奴は、完全に討ち取った。そう目が語っていた。


 俺の目には、蛇のほかに別の物も捉えていた。

蛇の背後から迫る物体。

剣を振り上げたカチヤの姿を捉えていた。


 蛇の完全な死角から、カチヤの剣が振り下ろされる。

目の前をカチヤの切っ先が通りすぎる。

蛇の口は、閉じられることなく俺に覆いかぶさってきた。

あまりのことに、呆然とする俺の精神を悪臭が現実に引き戻す。


 蛇の頭をどかすと、3人の冷ややかな目が俺を見ている。

「お前はなにやってるんだ?」

「アドルフさんは、ちょっと英雄志向が過ぎるみたいですね」

「アディ、真正面だけが戦いじゃないの」

え?・・・・・・俺が悪いの?


「何のために私たちがいるの?」

「・・・・・・一緒に戦うためです」

「宜しい。
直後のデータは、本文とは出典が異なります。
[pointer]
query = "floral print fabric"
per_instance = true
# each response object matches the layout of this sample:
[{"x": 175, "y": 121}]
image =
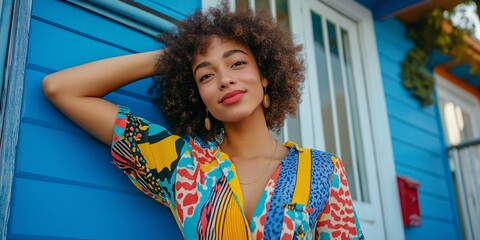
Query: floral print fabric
[{"x": 198, "y": 183}]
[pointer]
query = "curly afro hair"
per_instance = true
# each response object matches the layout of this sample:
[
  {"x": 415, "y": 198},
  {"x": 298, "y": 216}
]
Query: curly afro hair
[{"x": 174, "y": 90}]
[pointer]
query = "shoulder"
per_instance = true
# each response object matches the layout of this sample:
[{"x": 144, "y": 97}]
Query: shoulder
[{"x": 320, "y": 160}]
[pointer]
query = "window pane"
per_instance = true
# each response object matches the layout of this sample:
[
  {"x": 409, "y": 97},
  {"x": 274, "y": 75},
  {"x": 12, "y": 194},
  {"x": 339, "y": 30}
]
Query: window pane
[
  {"x": 340, "y": 100},
  {"x": 323, "y": 84},
  {"x": 359, "y": 154}
]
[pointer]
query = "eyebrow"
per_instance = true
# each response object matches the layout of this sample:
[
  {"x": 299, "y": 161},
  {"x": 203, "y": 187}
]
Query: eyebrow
[{"x": 225, "y": 55}]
場所を変えて死角を作ったのは褒めといてやるか」

「ええ、そこだけですけどね」

え? 納得いかない。


「ちょっと待って! 確かに助かったけどさ、あれ俺が悪いの?」

「魔神の時にも思ったんだが、お前は自分だけが犠牲になればみたいなところあるよな?」

はて、あるかな?

「はぁ、冒険者は英雄じゃなくていいんだ。何でもかんでも一騎打ちなんてスクロースの騎士にでもさせておけばいい。セロフィーはセロフィーらしくだ」

うーん、納得できるような出来ないような。

「さて、カチヤに言うことがあるだろう?」

「ありがとうございます・・・・・・?」

「よし! 先を急ぐか」


 そんな訳で、またしてもこの町の危機は俺達が救ったのだった?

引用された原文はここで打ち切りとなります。